А теперь процитирую самого Быкова, который в своем «Пастернаке» как бы предсказал собственную тотальгию:
«Самое же горькое заключается в том, что для Пастернака – и для любого крупного дарования – главным критерием оценки события или деятеля является масштаб. Масштабное зло можно ненавидеть, но уважать, – мелкое и компромиссное добро чаще всего удостаивается презрения» (Дмитрий Быков. Борис Пастернак. – М.: ЖЗЛ, 2005, c. 521–522).
Быкову горько за Пастернака. Мне – за Быкова.

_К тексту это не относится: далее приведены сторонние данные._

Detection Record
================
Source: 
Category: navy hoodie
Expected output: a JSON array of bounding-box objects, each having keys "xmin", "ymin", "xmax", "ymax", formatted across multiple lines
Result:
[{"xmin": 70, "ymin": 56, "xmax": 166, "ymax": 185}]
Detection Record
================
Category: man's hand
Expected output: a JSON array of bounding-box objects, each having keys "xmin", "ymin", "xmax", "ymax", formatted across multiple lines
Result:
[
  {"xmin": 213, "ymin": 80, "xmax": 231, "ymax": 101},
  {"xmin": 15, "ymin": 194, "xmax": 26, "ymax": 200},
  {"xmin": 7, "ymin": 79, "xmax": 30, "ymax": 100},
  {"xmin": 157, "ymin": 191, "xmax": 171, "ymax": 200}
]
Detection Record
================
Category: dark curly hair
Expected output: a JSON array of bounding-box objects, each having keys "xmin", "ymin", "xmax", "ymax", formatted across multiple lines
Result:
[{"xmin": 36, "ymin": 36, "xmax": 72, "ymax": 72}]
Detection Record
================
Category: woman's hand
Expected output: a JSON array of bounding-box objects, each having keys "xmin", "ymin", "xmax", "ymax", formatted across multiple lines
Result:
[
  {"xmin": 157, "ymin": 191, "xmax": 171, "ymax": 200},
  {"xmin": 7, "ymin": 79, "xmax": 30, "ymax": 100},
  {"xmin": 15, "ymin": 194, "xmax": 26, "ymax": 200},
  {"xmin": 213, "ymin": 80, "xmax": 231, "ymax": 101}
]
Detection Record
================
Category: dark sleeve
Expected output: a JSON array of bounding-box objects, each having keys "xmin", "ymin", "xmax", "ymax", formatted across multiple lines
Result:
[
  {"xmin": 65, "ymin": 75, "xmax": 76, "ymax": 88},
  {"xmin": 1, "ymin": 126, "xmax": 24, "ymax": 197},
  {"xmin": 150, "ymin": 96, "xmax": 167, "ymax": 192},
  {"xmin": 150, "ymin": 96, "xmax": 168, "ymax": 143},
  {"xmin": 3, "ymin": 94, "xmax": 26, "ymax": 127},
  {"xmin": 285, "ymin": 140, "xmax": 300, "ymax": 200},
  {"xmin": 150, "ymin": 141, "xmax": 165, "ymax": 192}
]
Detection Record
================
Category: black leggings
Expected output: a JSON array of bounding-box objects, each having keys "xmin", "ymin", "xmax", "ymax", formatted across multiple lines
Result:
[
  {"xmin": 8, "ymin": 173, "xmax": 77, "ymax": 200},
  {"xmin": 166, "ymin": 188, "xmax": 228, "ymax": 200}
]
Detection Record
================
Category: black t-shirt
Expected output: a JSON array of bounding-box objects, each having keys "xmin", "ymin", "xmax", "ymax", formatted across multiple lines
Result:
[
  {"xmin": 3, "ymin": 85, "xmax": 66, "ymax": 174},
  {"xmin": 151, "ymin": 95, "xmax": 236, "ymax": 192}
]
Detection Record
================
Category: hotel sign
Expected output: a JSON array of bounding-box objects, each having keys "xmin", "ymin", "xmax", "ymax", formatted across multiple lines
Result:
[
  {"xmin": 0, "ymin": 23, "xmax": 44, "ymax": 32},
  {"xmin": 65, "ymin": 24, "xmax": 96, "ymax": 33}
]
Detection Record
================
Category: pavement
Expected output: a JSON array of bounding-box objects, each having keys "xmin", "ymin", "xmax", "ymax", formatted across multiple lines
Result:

Но есть и разница. Пастернак эстетизировал диктатора, пока его исторический масштаб еще был очевиднее, чем моральный вектор. Первоклассная диктатура только строилась, и еще можно было жить «в надежде славы и добра», уповать на сохранение масштаба при повороте вектора: от красочного зла – к красочному добру.
Столетье с лишним – не вчера,
А сила прежняя в соблазне
В надежде славы и добра
Глядеть на вещи без боязни.
/.../
Но лишь сейчас сказать пора,
Величьем дня сравненье разня:
Начало славных дней Петра
Мрачили мятежи и казни.
Итак, вперед, не трепеща
И утешаясь параллелью...
Дмитрий Быков. Лукавит или заблуждается? Фото Евгения Зуева (НГ-фото) |
(«Столетье с лишним – не вчера...», 1931).
Но сейчас, восемьдесят лет спустя, параллель не утешает, перед нами уже не начало славных дней, а их бесславный конец. Можно бестрепетно ринуться вперед, и в этом обаяние риска, но ринуться бестрепетно назад – это уже инерция заколдованности и гибельной обреченности. Тогда «в эту дыру сквозило будущее», а сейчас – прошлое. Такова разница поступательной и возвратной тотальгии.
Лучшее, что было в истории тоталитарной державы, – это именно перемена масштаба, переход от первоклассной диктатуры к посредственной. От Сталина к Брежневу. И далее к Путину. Да здравствует посредственность! Если страна обречена на диктатуру, то пусть как можно более посредственную. Если убивает, то пусть не миллионами, а единицами, в надежде, что дальнейший рост посредственности сведет число жертв к нулю. Если вектор власти по-прежнему направлен ко злу, то спасение – не в укрупнении, а в предельном измельчении масштаба.
Конец советского строя со всей наглядностью прояснил то, что еще не было ясно в его начале. Пастернак, современник восходящей утопии, имел хотя бы эстетическое право на моральную ошибку. У нынешних тотальгистов такого права уже нет.